Wednesday 21 July 2010

Waun Ddu: Experiments in Terrain Texturing in CryEngine

One of the things that I have found a niggling problem in CryEngine (and for that matter in every game engine I have tried) is creating natural looking texture-mapped landscapes.  CryEngine offers a number of ways to achieve this, including painting textures directly onto the landscape, automatic mask generation based on elevation and slope and use of custom texture masks.  Using automatically generated masks one is restricted to simple slope or elevation classifications, based on the in-game terrain model (with its degraded resolution).  This is rarely wholly satisfactory, but at least better than the carpet-like effect of a single texture.

While it seems that texture variations based on products derived from the terrain model might be desirable, and represent real-world landscape change, as vegetation and landcover usually do vary in such a way, I'm keen to keep the original higher resolution terrain model as a base for these.  I've experimented with a variety of derived products from a GIS-based digital terrain model, in this instance based on 0.5m resolution airborne lidar data for the Medieval motte and Roman fortlet at Waun Ddu near to Llandovery in the Brecon Beacons.

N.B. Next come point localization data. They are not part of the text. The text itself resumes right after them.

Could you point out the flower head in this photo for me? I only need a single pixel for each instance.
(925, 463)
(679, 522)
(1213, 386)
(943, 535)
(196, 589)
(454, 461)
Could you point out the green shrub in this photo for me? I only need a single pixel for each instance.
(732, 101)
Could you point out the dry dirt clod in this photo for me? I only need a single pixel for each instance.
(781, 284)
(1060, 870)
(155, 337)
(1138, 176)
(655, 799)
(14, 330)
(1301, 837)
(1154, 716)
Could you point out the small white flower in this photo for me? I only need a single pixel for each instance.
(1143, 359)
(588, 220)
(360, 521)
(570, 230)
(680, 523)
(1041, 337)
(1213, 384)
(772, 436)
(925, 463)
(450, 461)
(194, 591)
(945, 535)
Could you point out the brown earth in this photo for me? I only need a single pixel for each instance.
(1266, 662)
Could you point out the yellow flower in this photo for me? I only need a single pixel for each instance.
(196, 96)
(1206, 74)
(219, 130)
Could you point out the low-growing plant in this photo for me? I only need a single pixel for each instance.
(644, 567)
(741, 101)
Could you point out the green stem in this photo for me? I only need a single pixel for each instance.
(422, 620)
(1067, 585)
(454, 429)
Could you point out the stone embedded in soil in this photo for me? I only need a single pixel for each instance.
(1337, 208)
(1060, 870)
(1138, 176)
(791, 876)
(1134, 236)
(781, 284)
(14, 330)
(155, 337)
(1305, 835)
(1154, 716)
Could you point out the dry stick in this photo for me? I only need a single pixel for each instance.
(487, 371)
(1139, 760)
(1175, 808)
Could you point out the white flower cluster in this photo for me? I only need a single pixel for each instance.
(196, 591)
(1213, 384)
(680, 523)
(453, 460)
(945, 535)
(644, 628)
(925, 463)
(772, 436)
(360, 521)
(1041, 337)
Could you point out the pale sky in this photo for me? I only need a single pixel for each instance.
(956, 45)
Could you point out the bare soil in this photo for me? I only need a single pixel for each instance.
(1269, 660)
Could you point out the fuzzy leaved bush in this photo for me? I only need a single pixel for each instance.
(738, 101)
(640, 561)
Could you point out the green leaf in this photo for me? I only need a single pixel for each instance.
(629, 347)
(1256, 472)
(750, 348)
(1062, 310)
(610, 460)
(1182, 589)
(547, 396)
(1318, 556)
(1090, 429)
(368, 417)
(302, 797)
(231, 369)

DTM derived layers, hillshade, slope severity and solar radiation
Using ArcGIS I generated slope, hillshade and solar radiation maps of the terrain model.  These were used to create texture masks for CryEgnine (for a 512 x 512 terrain model Sandbox requires texture masks of 4096x4096 pixels in windows bitmap format).

The results are interesting.  Individual DTM derived texture masks produce more subtle terrain texturing than using Sandbox's built in tools.  The solar radiation mask (based on the amount of sunlight received at each location in the terrain model) is particularly useful for showing vegetation variations, which are often based on such factors.

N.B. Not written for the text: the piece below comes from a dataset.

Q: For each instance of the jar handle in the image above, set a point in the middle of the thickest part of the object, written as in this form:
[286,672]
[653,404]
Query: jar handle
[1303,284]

Terrain variation based on solar radiation map
Terrain variation based on slope severity

The masks also work well together, with a plain base texture using slope to add rocky outcrops and solar radiation to vary vegetation

Combined base, slope severity and solar radiation texture mapping

This looks like a good way of adding naturalistic variations in terrain texture based on real topographic data and I shall be experimenting more with this in future.